On the flip side, I could see his point. He was twenty years old. You see something wrong and you want to right it and you want to do it now. Not in a few months or a
few years but
now
. Throw caution to the wind. Sometimes getting bogged down in real-world minutiae was the kiss of death for action.

And it was, after all,
their
group. Ultimately, they were responsible for doing their own thing.

“I am only an advisor … I am only an advisor … “I repeated the mantra to myself.

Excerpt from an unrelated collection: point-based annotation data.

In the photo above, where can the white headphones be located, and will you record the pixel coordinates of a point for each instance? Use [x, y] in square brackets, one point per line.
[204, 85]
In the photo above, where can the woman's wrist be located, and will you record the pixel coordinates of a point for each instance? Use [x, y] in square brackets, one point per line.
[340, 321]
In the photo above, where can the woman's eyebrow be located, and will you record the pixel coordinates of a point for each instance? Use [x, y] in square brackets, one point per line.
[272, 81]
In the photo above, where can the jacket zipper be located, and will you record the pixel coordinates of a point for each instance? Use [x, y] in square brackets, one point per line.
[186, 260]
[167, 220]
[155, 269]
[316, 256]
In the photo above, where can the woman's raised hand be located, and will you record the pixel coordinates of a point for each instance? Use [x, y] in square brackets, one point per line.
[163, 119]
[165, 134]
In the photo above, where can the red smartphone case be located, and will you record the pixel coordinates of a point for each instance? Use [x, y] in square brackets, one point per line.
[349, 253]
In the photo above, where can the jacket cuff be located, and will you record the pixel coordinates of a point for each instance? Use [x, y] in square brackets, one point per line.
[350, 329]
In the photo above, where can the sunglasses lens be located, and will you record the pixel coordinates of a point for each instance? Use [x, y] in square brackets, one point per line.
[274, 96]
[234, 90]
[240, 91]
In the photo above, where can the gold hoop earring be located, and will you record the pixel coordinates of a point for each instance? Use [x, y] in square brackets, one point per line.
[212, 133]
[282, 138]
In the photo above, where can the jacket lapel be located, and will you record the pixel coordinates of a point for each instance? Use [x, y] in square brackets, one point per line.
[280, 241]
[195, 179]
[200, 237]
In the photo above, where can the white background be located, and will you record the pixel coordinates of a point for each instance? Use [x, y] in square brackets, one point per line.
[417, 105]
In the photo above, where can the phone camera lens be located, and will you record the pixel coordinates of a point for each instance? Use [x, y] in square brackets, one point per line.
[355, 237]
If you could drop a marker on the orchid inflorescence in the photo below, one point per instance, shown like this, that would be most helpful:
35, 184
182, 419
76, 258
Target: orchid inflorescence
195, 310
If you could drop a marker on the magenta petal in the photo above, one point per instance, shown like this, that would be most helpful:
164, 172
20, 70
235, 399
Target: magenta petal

“And why stop at fossil fuels?” Trevor ranted on. “Let's get the hell out of all of this bullshit—the gun makers and bomb droppers, the sweatshops, and Walmarts—”

I looked away, embarrassed.

“—and all their evil minions. Dude, the foundation shouldn't be playing the capitalists' crap game to begin with. They should be investing in the community! They should be keeping the money here, not throwing it in the troughs for the corporate pigs and fat cats to feed off!”

It could be awfully hard to resist Trevor when he was on one of his rolls. Another few minutes of this would whip the Climate Changers into a fearful frenzy. They'd be marching down to the foundation office and taking it over, sitting in, hunger-striking, shutting it down.

Channeling my inner blinking yellow light, Hannah, always the voice of reason, pulled back on Trevor's reins.

“Whoa, Trevor, chill-pill time. Remember the purpose of the endowment. It's for us. For our scholarships. Remember how pumped you were when you got one last year. This is a little like the pot calling the kettle black.”

Trevor ignored her. I could see his annoyance at having his own complicity thrown in his face.

“Maybe we should maintain the focus on fossil fuels and keep Marx and Lenin in the bag until further notice,” Hannah continued.

“Pulling out of fossil fuels is the tip of the fucking iceberg! We've got to pull out of everything! Everything! It's capitalism that's leading us to the brink of chaos!”

“Oh God!” Hannah said, groaning loudly. “Here we go again!”

“Carl Sagan said, ‘It is far better to grasp the universe as it really is than to persist in delusion, however satisfying and reassuring.' I say: fuck this capitalist bullshit. Let's bring the whole system down!”

“Talk about going delusional!” Hannah shot back. “The foundation getting out of the stock market will bring capitalism to its knees? Economic collapse is the only solution to the mess we're in?”

“I'm dead serious, Hannah. Let's push the whole damn thing over the cliff.”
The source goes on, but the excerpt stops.